CFE’s Global Tax Top 10 – February 2021


Agreement on Digital Tax Within Reach After US Policy ‘U-Turn’

The new US Secretary of Treasury Dr Janet Yellen confirmed that President Biden’s administration is ready to drop the ‘safe harbour’ requirement, a key obstacle to an international agreement on Pillar One concerning taxation of the digital economy. At the G20 meeting on Friday 26 February, Secretary Yellen said the US was no longer advocating for safe harbour implementation, and will engage robustly to address both pillars of the OECD project, the tax challenges of digitisation and a robust global minimum tax, a US official was quoted for the Financial Times. Secretary Yellen’s letter to G20 ministers also focused on urging countries to continue to take significant fiscal and financial policy actions: “If there was ever a time to go big, this is the moment. We must make sure that the benefits of international trade and investment are realised by our workers and consumers. Together, our efforts will be greater than the sum of our individual responses. Together, we can build a better, stronger, more even global recovery.”, Secretary Yellen said.

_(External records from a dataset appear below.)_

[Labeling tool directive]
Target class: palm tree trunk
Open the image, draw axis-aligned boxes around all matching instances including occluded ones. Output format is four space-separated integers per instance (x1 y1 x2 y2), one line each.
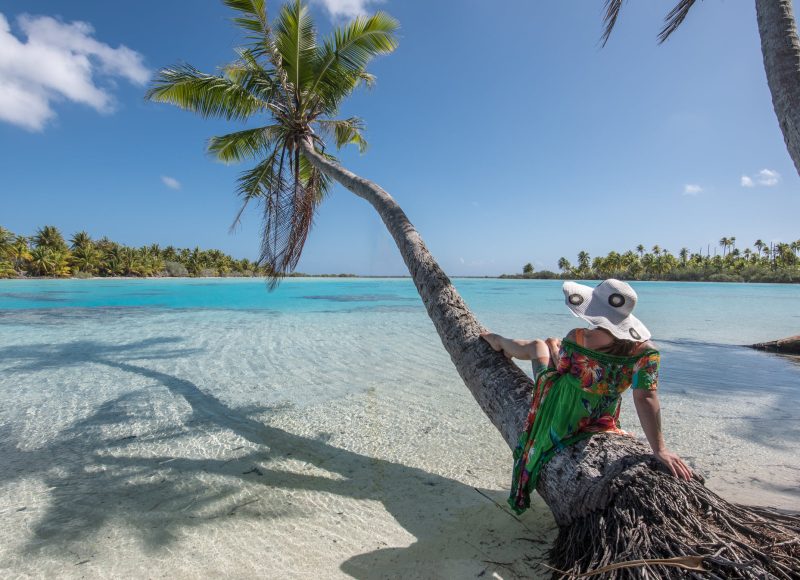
303 142 532 448
756 0 800 178
302 140 800 578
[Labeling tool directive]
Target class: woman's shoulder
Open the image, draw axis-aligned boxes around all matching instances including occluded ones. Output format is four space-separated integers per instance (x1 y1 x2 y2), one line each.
634 340 658 354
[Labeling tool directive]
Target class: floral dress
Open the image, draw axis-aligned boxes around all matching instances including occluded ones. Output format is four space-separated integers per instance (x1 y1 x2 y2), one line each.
508 329 660 513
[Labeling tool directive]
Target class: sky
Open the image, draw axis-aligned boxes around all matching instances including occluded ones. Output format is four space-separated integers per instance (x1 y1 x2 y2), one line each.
0 0 800 275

The OECD Secretary-General Angel Gurría presented a report to G20 Finance Ministers and Central Bank Governors, providing an overview of the activities and achievements in the OECD’s international tax agenda as mandated by the G20. In an upbeat message to the G20 officials, the Secretary-General said: “Today, all the conditions to find a consensus-based solution by the July meeting of G20 Finance ministers are met. First, we have a solid technical basis with the Blueprints of Pillar One and Pillar Two, which you welcomed in October. Public comments have since called for simplifications which can be advanced by July to make both Pillars fully implementable. Second, the political conditions for a deal in July are present with very strong and positive messages from the new US Administration. This constructive attitude to “re-energise the negotiation” echoes the strong signals from the Ministerial roundtable at the first public meeting of the G20/OECD Inclusive Framework in January- “let’s get it done!” Reaching a solution between now and your July meeting will only be achieved with your strong leadership and unequivocal political support and involvement.” 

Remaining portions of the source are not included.